Le jumelage avec Che originali ! peut paraître insolite, mais il est toutefois naturel : Mayr a été l’un des professeurs de Donizetti. Auteur de plusieurs opéras, ce compositeur doué a souffert de la comparaison avec Rossini. Pourtant, son œuvre mérite globalement l’attention. Il s’agit ici d’une farce qui date de 1798, inspirée par le livre du Français Nicolas-Ménard Audinot, intitulé La musicomanie, édité quelques années auparavant. Un baron passionné de musique, qui se prend pour un compositeur de talent, a deux filles dont les intrigues sentimentales vont alimenter son existence face aux déguisements de leurs amoureux et aux audaces de domestiques délurés. Une intrigue mince, mais amusante, dont la durée dépasse la centaine de minutes. Il en existait déjà une version en CD sous le label Guild, mais l’image est censée lui apporter un plus non négligeable. Encore une fois, on en est réduit à un décor assez morne, mais les costumes chatoyants, qui font souvent penser à des clowns, sont pittoresques, mettent de la couleur et ajoutent de la gaieté. Quant au chant, on est dans une moyenne acceptable, Bruno de Simone est un baron farfelu et bien en place. Certaines voix féminines auraient demandé plus de justesse et de présence, mais il faut être raisonnable : ce qui compte avant tout, c’est la mise à disposition d’un répertoire considéré comme de second rayon, souvent à tort. Les deux œuvres ont été enregistrées en public au Festival Donizetti de Bergame en 2017, la mise en scène est signée Roberto Catalano.

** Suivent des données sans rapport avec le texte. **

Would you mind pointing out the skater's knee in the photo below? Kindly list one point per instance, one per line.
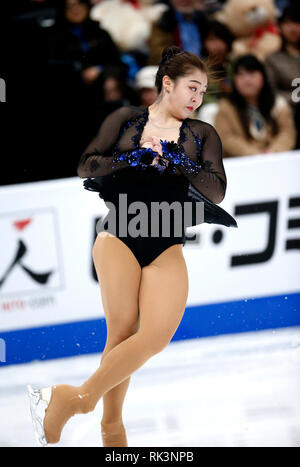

Profitons de l’occasion ici donnée pour signaler que le label Dynamic compte à son actif quelques remarquables productions en DVD, qui nous paraissent d’un intérêt indiscutable. Nous n’en citerons que quatre. La première est une production de l’Opéra Royal de Wallonie, Le Roi d’Ys de Lalo, sous la direction de Patrick Davin, qui date de 2008 et est une première mondiale en DVD. Les trois autres, filmées à la Fenice de Venise, sont des mises en scène que l’on doit à Pier Luigi Pizzi et dont le niveau est élevé : Les Pêcheurs de perles de Bizet de 2004, avec une fantastique Annick Massis dans le rôle de Léïla sous la direction de Marcello Viotti, Il Crociato in Egitto de Meyerbeer, en 2007, sous la baguette d’Emmanuel Vuillaume, une production spectaculaire dans laquelle Patrizia Ciofi est, comme à l’accoutumée, aussi émouvante tant par son jeu que par la voix, et surtout, Death in Venice de Britten, en 2008 ; Bruno Bartoletti y dirige un plateau exemplaire. Cette vision d’un chef-d’œuvre laisse dans l’esprit et dans l’âme un goût de cendre, assorti d’un bonheur musical et vocal. Les amateurs d’opéra à domicile ne doivent pas passer à côté de ces merveilles.